7.01.2009

walkom: city workers a convenient target

Many cheers for Thomas Walkom of the Toronto Star. His rational, pro-worker column is a welcome bright spot amid the mainstream media's anti-strike hysteria. Too bad we'd need about 500 stories like this to get anything approaching balance.
Striking city workers a convenient target

Former Conservative Ontario premier Mike Harris used the recession of the early 1990s masterfully to stoke class resentment against welfare recipients.

by Thomas Walkom

Hard times breed class resentment. Unfortunately, the wrong class usually gets targeted.

During the slump of the '90s, then Ontario Conservative leader Mike Harris persuaded Ontarians that welfare recipients were responsible for the province's economic difficulties.

Harris got the premiership and the poor got whacked, ultimately creating a set of poverty problems that, 14 years later, continue to fester.

The current recession however, appears to have created a new scapegoat – unionized workers.

Evidence of this first surfaced during the auto bailout. In both Canada and the U.S., polls showed that the public at large viewed unionized autoworkers as overpaid and underskilled.

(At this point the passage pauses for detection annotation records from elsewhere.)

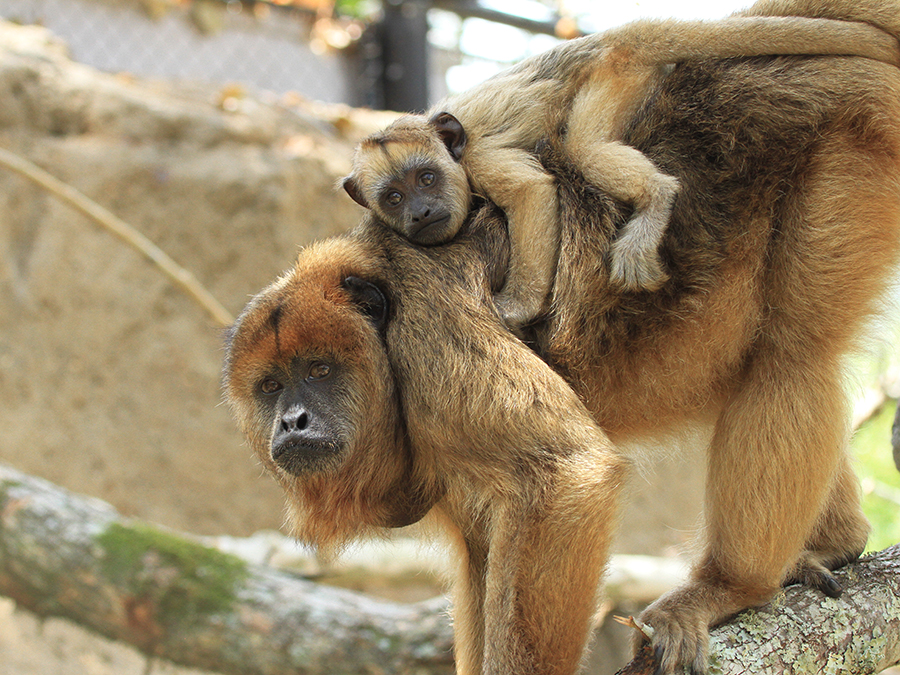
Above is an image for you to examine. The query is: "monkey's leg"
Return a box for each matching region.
[566,65,678,291]
[783,453,869,597]
[464,147,559,327]
[483,442,627,675]
[641,348,846,673]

There was little sympathy for those in danger of losing their auto plant jobs and even less for the idea of governments helping them out.

In the context of recession, the benefits that autoworkers had won – the pensions, the days off, the extra pay – became objects of resentment rather than emulation.

Those without such perks didn't say to themselves: Maybe if we unionize, we'll be able to get the same deal.

Instead, the reaction was: Who do these guys think they are?

The very fact that autoworkers were so normal seemed to make it easier to treat them as objects of scorn.

They weren't professionals with multiple degrees. They weren't financiers who dabbled in arcane but lucrative areas of investment.

They were just ordinary people who had managed to land unusually well-paying jobs.

So too the Toronto civic workers' strike.

At the best of times, the public has little sympathy for municipal strikes. They are, by definition, nightmares.

That's why the findings of a Toronto Star poll this week – that 53 per cent of Torontonians blame the Canadian Union of Public Employees for the strike – should come as no surprise. Indeed, the only surprise is that this figure isn't higher

What is unusual, however, is the visceral level of hostility against the strikers that emerges in casual conversation: The workers are uppity; they are already paid too much; they should all be fired.

"I find it sickening to listen to these people hold a city hostage in order to maintain an unsustainable contract. It reminds me of the autoworkers," one reader wrote to the Star website. "Get back to work and do your job," wrote another. "Fire all the union workers and hire private (garbage) collectors," added a third.

These comments were in response to a report of a striker who had been hit by a car attempting to drive through his picket line.

Yet are Toronto city workers overpaid? Wage comparisons are notoriously difficult. But a unionized city receptionist, for example, starts at $20.50 an hour; a truck driver makes $24.14; a landscape architect earns $36.95.

By comparison, the average full-time hourly wage in Ontario, according to Statistics Canada, is $24.35, while the average union wage is $26.40.

As for the charge that public-sector workers are pampered, think back.

In the recession of the '80s, they had their wages trimmed or frozen as governments at all levels attempted to deal with massive deficits.

In the '90s, the same thing happened.

After that recession, wages for all workers (except corporate executives) were slow to rebound. But for public-sector employees, the pace was even slower. According to CUPE, Toronto civic workers went eight years without any wage increase.

It's their bad luck to be trying for catch-up just as the country has entered another slump.

Finally, there is the issue of sick pay. Nothing, it seems, rankles Torontonians more than the idea of civic workers being able to bank up to 18 unused sick days a year and then cash them out upon retirement, a perk that one critic calls "a bonus for coming to work."

Yet in the strange world of collective bargaining, non-wage arrangements such as this are exactly the kinds of deals routinely struck – often at the behest of employers anxious to avoid paying their workers up-front cash.

Toronto's sick-pay deal, for instance, benefited the city and its taxpayers for years. Instead of paying higher wages over that period, the city was able to defer this particular portion of its labour costs until employees retired.

Now, with the city's largely middle-aged workforce close to retirement, the bills are coming due. But instead of paying what it owes, the city wants to scrap the arrangement. No wonder the workers are miffed.

Not that any of this will stop the public from fuming and the media from fulminating.

This recession was triggered by a runaway financial system. For a while, those who ran the system were in the doghouse. Now, thanks in large part to the remarkable tolerance shown by governments and their regulators, they're back on top.

In the U.S., banks that had to be rescued by Washington because their highly paid help took undue risks are once again back in the business of paying princely salaries. Yet such matters are no longer front-page news. They are too complicated.

Instead, we have found a more convenient group of people upon whom we can vent our fear and frustration. They're closer. They're easier to beat up.